Dengue virus (DENV), a globally emerging cause of undifferentiated fever, has been documented in the heavily urbanized western coast of Sri Lanka since the 1960s. New areas of Sri Lanka are now being affected, and the reported number and severity of cases have increased. To study emerging DENV in southern Sri Lanka, we obtained epidemiologic and clinical data and acute- and convalescent-phase serum samples from patients >2 years old with febrile illness. We tested paired serum samples for DENV IgG and IgM and serotyped virus by using isolation and reverse transcription PCR. We identified acute DENV infection (serotypes 2, 3, and 4) in 54 (6.3%) of 859 patients. Only 14% of patients had clinically suspected dengue; however, 54% had serologically confirmed acute or past DENV infection. DENV is a major and largely unrecognized cause of fever in southern Sri Lanka, especially in young adults.

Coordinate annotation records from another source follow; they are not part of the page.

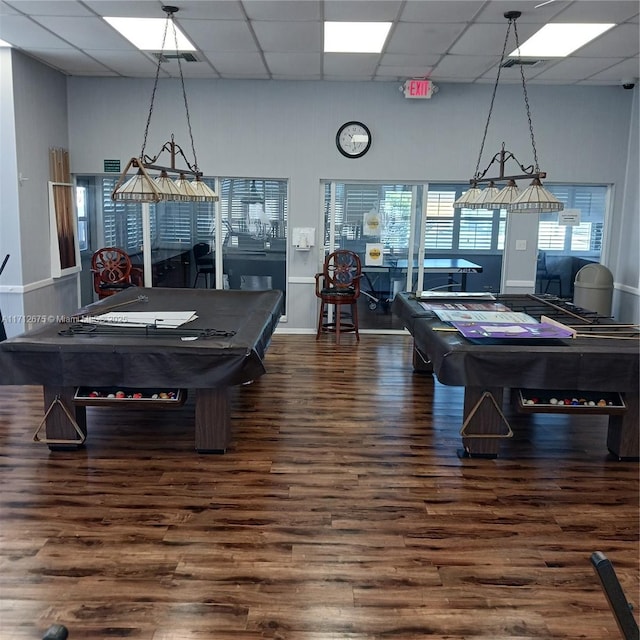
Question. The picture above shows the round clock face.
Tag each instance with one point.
(353, 139)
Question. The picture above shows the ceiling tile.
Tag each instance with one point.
(423, 38)
(282, 10)
(289, 36)
(620, 41)
(26, 34)
(599, 11)
(350, 64)
(403, 73)
(226, 35)
(439, 11)
(83, 33)
(70, 59)
(454, 66)
(239, 64)
(418, 61)
(48, 8)
(125, 63)
(356, 10)
(300, 65)
(459, 36)
(570, 68)
(619, 73)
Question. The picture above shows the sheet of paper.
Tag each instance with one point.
(454, 295)
(496, 317)
(464, 306)
(165, 319)
(492, 330)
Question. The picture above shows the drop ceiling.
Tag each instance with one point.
(445, 40)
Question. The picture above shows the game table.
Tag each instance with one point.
(396, 269)
(223, 347)
(602, 359)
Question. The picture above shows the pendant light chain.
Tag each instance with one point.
(526, 102)
(153, 93)
(493, 97)
(184, 97)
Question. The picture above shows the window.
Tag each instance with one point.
(459, 230)
(449, 229)
(83, 207)
(583, 238)
(355, 203)
(258, 208)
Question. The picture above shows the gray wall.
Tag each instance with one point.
(624, 231)
(287, 130)
(37, 95)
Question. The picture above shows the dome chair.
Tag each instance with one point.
(339, 285)
(112, 272)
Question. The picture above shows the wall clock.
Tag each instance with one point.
(353, 139)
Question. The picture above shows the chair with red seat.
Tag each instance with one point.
(112, 272)
(339, 285)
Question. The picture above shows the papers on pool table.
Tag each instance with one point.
(495, 317)
(454, 295)
(502, 331)
(463, 306)
(165, 319)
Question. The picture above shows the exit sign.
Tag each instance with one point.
(418, 88)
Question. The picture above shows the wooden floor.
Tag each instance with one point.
(341, 512)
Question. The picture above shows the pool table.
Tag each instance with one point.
(603, 358)
(223, 347)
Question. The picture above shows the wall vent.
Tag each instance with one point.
(186, 56)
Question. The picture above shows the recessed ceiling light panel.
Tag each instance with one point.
(355, 37)
(556, 40)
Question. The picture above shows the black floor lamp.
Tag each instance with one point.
(3, 333)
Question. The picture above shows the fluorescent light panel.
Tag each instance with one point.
(557, 40)
(355, 37)
(146, 33)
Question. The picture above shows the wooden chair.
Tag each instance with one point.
(113, 272)
(339, 285)
(204, 263)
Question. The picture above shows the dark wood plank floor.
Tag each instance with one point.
(340, 512)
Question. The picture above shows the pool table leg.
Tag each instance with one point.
(483, 422)
(622, 437)
(57, 424)
(213, 420)
(421, 362)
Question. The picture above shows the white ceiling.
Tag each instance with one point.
(445, 40)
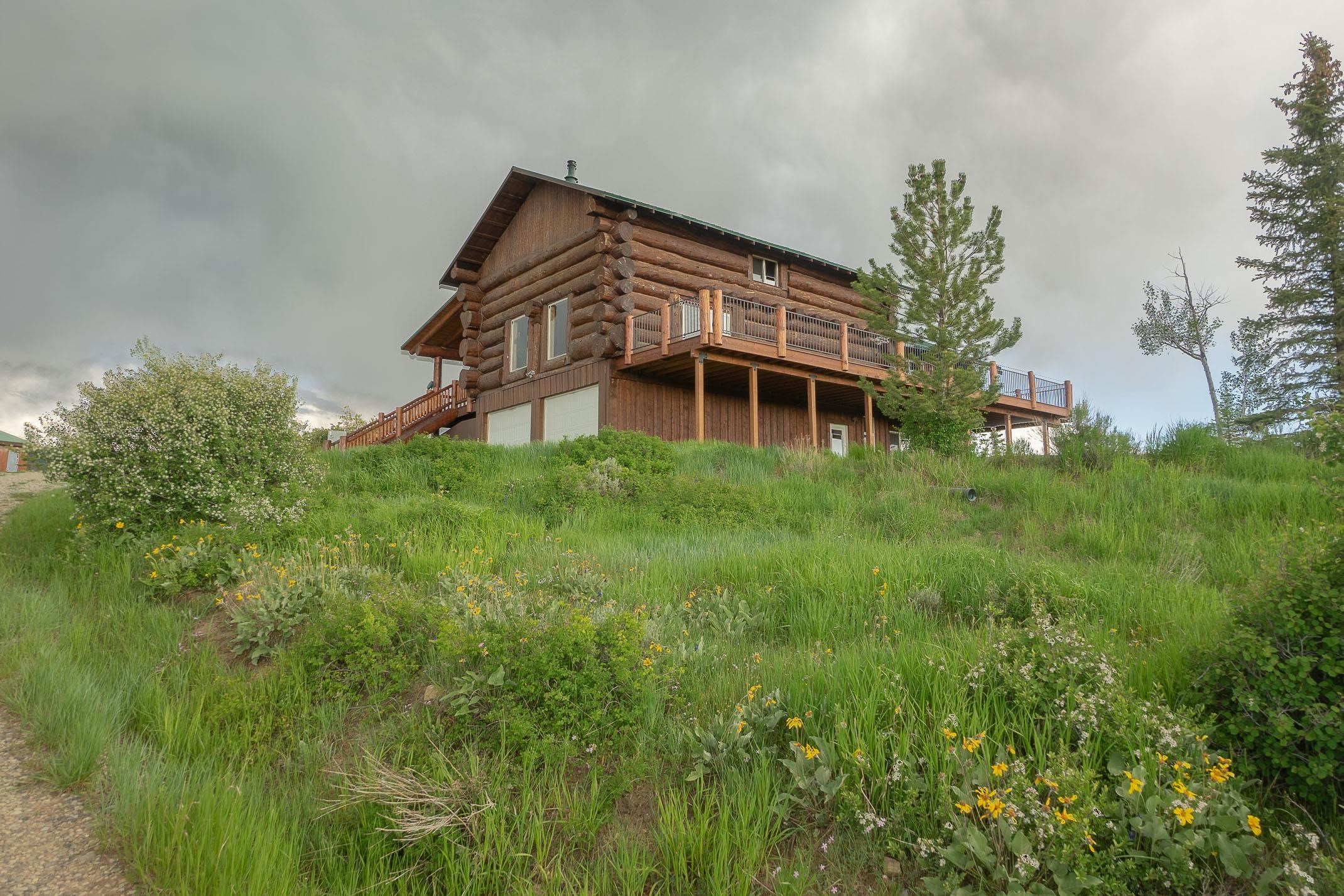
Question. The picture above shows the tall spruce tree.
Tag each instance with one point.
(1253, 396)
(1299, 203)
(938, 304)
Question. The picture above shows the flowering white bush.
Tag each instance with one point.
(179, 437)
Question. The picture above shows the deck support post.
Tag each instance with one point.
(706, 321)
(699, 397)
(754, 401)
(812, 410)
(717, 323)
(870, 433)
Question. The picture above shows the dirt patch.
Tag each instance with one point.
(16, 487)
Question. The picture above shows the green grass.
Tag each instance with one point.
(217, 778)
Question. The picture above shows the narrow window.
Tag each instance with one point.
(516, 344)
(765, 272)
(558, 328)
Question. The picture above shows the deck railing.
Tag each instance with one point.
(391, 426)
(759, 323)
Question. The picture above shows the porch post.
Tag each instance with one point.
(812, 409)
(699, 394)
(871, 441)
(754, 398)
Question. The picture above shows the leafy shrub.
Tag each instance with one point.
(1194, 446)
(1276, 681)
(554, 675)
(365, 647)
(712, 502)
(1049, 669)
(194, 558)
(268, 620)
(1089, 441)
(457, 465)
(764, 726)
(644, 456)
(179, 437)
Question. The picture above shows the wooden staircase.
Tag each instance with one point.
(425, 414)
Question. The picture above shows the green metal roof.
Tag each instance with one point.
(688, 219)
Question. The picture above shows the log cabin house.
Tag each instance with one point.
(574, 308)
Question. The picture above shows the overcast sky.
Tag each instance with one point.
(288, 180)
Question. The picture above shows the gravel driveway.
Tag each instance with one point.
(46, 837)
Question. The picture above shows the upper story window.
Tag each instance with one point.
(765, 272)
(558, 328)
(516, 344)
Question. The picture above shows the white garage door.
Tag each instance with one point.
(572, 414)
(511, 426)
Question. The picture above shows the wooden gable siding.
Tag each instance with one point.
(668, 413)
(548, 215)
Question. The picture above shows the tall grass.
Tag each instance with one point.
(875, 590)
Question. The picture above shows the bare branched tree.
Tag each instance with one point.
(1180, 320)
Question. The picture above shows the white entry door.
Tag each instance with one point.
(839, 438)
(511, 426)
(570, 414)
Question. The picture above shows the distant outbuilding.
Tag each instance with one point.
(11, 453)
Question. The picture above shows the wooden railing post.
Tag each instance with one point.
(717, 324)
(706, 324)
(754, 401)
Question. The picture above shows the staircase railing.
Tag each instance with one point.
(405, 418)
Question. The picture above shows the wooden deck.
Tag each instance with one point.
(773, 340)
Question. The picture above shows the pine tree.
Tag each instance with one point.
(1253, 396)
(938, 304)
(1299, 203)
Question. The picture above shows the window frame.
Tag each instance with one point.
(762, 278)
(550, 330)
(514, 365)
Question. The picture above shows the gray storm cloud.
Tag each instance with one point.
(288, 180)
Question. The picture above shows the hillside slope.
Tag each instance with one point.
(685, 669)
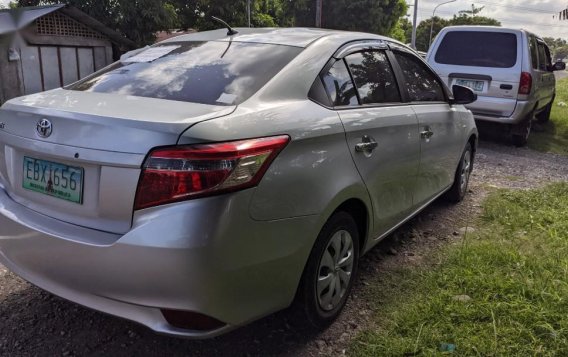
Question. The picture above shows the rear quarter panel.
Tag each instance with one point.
(313, 175)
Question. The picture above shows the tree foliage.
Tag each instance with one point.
(139, 20)
(423, 29)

Dengue virus (DENV), with 4 antigenically distinct serotypes (DEN1–4), is the most common cause of arboviral disease; ≈50 million cases of dengue occur annually in >100 countries (1). Manifestations of dengue infection range from asymptomatic or mild febrile illness to circulatory failure and death from dengue hemorrhagic fever (DHF). Urbanization and geographic expansion of the primary vector for DENV, Aedes aegypti, have fueled the current global dengue pandemic (2).

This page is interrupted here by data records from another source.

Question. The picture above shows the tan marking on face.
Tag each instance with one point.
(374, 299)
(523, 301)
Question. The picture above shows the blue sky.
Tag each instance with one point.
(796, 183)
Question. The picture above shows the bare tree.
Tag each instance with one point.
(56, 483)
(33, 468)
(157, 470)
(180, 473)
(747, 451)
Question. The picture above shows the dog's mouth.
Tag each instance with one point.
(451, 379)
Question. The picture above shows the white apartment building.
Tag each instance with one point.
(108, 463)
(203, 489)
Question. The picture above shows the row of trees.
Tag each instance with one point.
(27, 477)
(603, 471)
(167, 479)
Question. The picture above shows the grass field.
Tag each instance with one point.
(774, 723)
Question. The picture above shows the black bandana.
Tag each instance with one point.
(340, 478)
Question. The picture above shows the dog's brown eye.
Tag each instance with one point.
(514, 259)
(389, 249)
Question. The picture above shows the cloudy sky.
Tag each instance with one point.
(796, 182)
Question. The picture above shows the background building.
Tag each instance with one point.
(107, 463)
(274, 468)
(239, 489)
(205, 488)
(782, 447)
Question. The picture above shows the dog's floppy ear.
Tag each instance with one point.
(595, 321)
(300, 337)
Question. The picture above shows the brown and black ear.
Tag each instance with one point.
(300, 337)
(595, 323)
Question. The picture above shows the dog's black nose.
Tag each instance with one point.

DENV has been documented in the Indian subcontinent since the 1960s, and there are recent reports of DENV in new areas and of severe disease (2,3). Epidemic dengue was first recognized in Colombo, the capital of Sri Lanka, in 1965–1966 (4). Outpatient, clinic-based surveillance at Colombo’s Lady Ridgeway Children’s Hospital during 1980–1984 found dengue accounted for 16% of acute febrile illness, among which 66% were secondary (recurrent) dengue cases. A 1980–1985 school-based study found a baseline DENV seroprevalence of 50% in Colombo and a 6-month dengue incidence of 15.6%, of which 37% were secondary cases (4). In the early 1980s, severe dengue was rare in Sri Lanka: <10 reported cases were DHF (4). However, since 1989, many cases of DHF have been reported from the heavily urbanized western coastal belt of Sri Lanka, which includes Colombo (5), and cases have recently been reported elsewhere in the country.

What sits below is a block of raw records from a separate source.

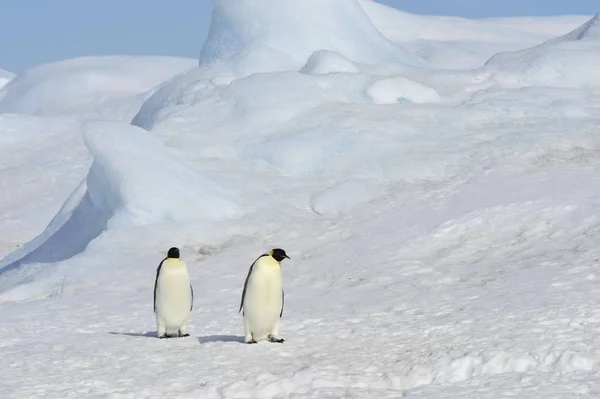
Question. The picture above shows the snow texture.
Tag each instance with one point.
(459, 43)
(86, 83)
(5, 77)
(442, 221)
(571, 60)
(253, 37)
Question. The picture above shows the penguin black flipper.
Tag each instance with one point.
(192, 291)
(246, 282)
(245, 285)
(156, 281)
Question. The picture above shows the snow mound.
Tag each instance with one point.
(270, 35)
(323, 62)
(86, 83)
(133, 181)
(461, 43)
(43, 161)
(137, 181)
(571, 60)
(398, 89)
(344, 197)
(5, 77)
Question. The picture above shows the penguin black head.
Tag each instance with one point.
(278, 254)
(173, 253)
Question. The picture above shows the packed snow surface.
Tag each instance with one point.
(571, 60)
(442, 222)
(249, 37)
(85, 84)
(5, 77)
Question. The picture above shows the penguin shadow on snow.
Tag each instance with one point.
(221, 338)
(149, 334)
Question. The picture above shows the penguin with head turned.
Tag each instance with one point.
(173, 296)
(263, 298)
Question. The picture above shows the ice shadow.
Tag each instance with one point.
(149, 334)
(220, 338)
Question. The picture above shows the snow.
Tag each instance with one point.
(459, 43)
(322, 62)
(252, 37)
(442, 222)
(391, 90)
(5, 77)
(80, 84)
(570, 60)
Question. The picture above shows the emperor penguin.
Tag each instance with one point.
(173, 296)
(263, 298)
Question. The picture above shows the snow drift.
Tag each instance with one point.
(461, 43)
(571, 60)
(86, 83)
(5, 77)
(133, 181)
(269, 35)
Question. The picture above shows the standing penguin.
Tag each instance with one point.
(263, 297)
(173, 296)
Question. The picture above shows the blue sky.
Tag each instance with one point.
(34, 32)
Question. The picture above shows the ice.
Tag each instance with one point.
(136, 181)
(398, 89)
(254, 37)
(570, 60)
(442, 220)
(80, 84)
(460, 43)
(5, 77)
(322, 62)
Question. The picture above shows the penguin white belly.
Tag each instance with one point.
(263, 301)
(173, 299)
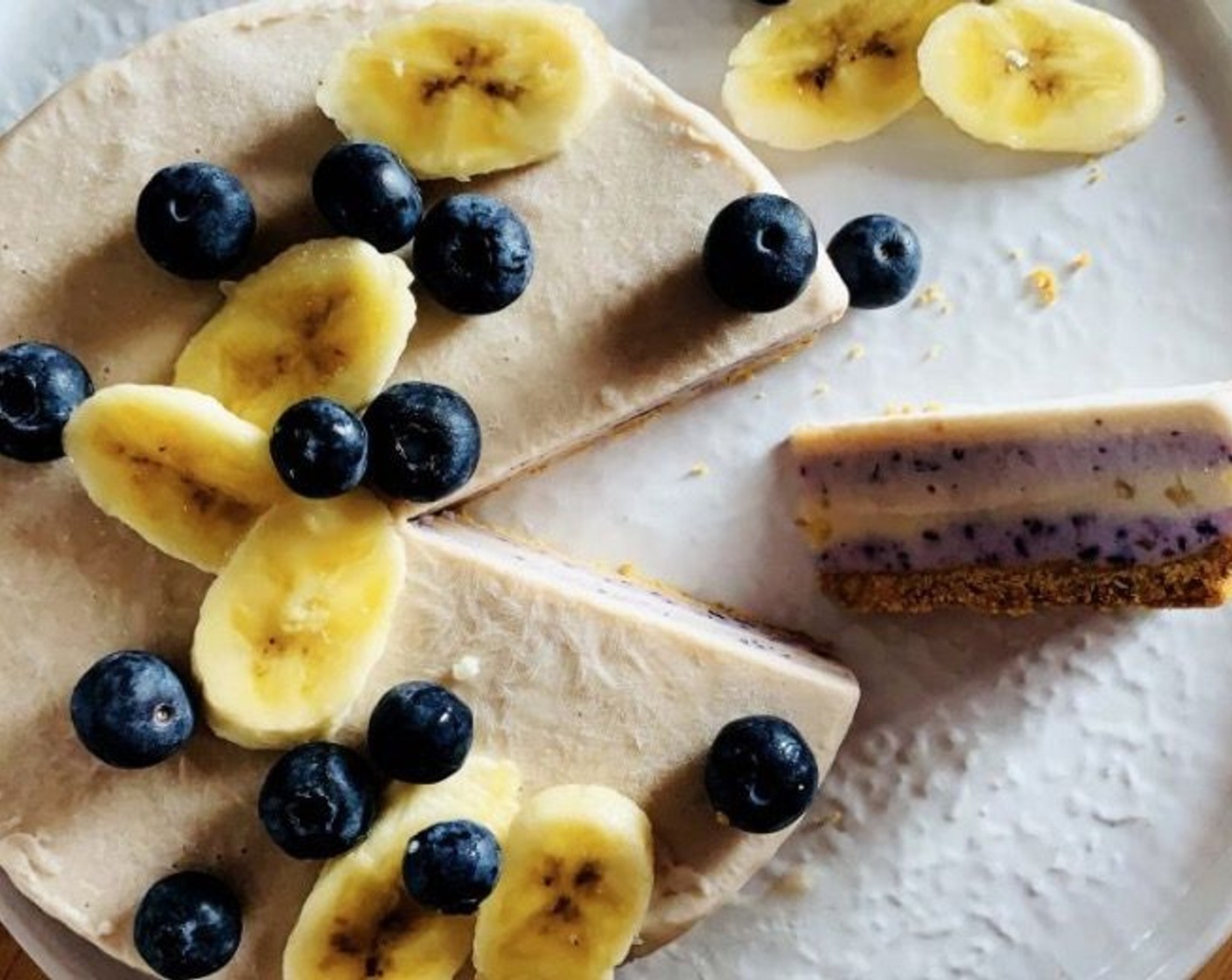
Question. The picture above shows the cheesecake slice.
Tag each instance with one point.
(618, 319)
(1115, 500)
(576, 676)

DENV began emerging in southern Sri Lanka recently. To define the epidemiology of dengue in this previously unstudied region, we prospectively enrolled patients seeking care for acute febrile illness at a local hospital. Study participants lived in Galle, a seaport city (population 100,000), and the surrounding coastal plain and heavily vegetated foothills at the southernmost tip of the island nation. During the study months, the temperature ranged from highs of 27.5°C to 32°C and lows of 24°C to 26°C, and rainfall was variable (mean 301 mm, range 36–657 mm).